La medida ordena congelar por 3 meses todo proyecto consignado en el "Polígono de Zona de Postergación de permisos de Subdivisión, Loteo o Urbanización Predial y de Construcciones" en el sector Borde Costero de Punta de Tralca, Isla Negra y El Quisco.
VECINOS
La Agrupación vecinal Junta 2 de la comuna y la agrupación Salvemos Isla Negra destacaron la decisión, pues señalan que impide la vulneración de zona típica del lugar. El congelamiento del permiso de construcción es prorrogable, por lo que las organizaciones civiles esperan que en el entretiempo, surjan solucionas estructurales al problema.

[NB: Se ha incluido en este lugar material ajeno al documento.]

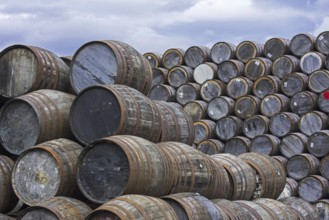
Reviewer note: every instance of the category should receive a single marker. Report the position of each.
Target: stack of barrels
(228, 132)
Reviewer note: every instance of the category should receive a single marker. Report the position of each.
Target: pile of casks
(104, 128)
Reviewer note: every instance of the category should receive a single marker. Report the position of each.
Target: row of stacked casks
(32, 118)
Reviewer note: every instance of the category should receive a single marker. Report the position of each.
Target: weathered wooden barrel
(301, 44)
(228, 127)
(160, 76)
(276, 47)
(173, 57)
(222, 51)
(312, 122)
(46, 170)
(324, 164)
(285, 65)
(247, 106)
(303, 102)
(283, 124)
(176, 125)
(56, 208)
(163, 92)
(110, 62)
(104, 110)
(274, 104)
(220, 107)
(271, 175)
(8, 198)
(322, 206)
(196, 55)
(311, 62)
(266, 85)
(319, 81)
(205, 71)
(33, 118)
(317, 143)
(257, 67)
(293, 144)
(323, 101)
(123, 164)
(242, 175)
(211, 146)
(280, 210)
(230, 69)
(154, 59)
(204, 129)
(302, 165)
(196, 109)
(282, 160)
(265, 144)
(131, 207)
(247, 50)
(211, 89)
(238, 87)
(255, 210)
(25, 69)
(255, 125)
(193, 171)
(322, 42)
(313, 188)
(304, 209)
(237, 145)
(193, 206)
(187, 93)
(294, 83)
(179, 75)
(233, 209)
(290, 189)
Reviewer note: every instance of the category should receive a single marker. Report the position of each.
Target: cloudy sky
(62, 26)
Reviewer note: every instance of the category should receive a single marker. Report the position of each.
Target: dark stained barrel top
(222, 51)
(294, 83)
(301, 44)
(230, 69)
(276, 47)
(322, 42)
(285, 65)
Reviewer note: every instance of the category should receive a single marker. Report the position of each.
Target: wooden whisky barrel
(110, 62)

El decreto municipal también abarca a proyectos de subdivisión de terreno y de construcción, siendo publicado el 3 de enero pasado en el Diario Oficial.
Mónica Mosella, presidente de la Agrupación vecinal Junta 2 de Isla Negra, destacó la decisión municipal, porque el proyecto inmobiliario presentaba riesgos, si es que se intervenían los terrenos en una quebrada, “cuyo cauce sería alterado generando un evidente riesgo de inundaciones y derrumbes, además de la tala de bosques centenarios y grave modificación del entorno a la zona típica”.
NUEVO PLAN
La apuesta de los vecinos es que la Municipalidad de El Quisco, al que pertenece Isla Negra, acelere el plano regulador en estudio para cambiar el que actualmente funciona. “El nuevo plano tiene características distintas al plano actual y es respetuoso con las zonas típicas, porque no permite edificaciones de altura superiores a 2 pisos”, explica Mosella.
“Esperamos que la municipalidad mueva el nuevo plan regulador y, por otro lado, esperamos que en el Congreso avance el tema de los tribunales ambientales y de la Superintendencia del Medioambiente”, precisó.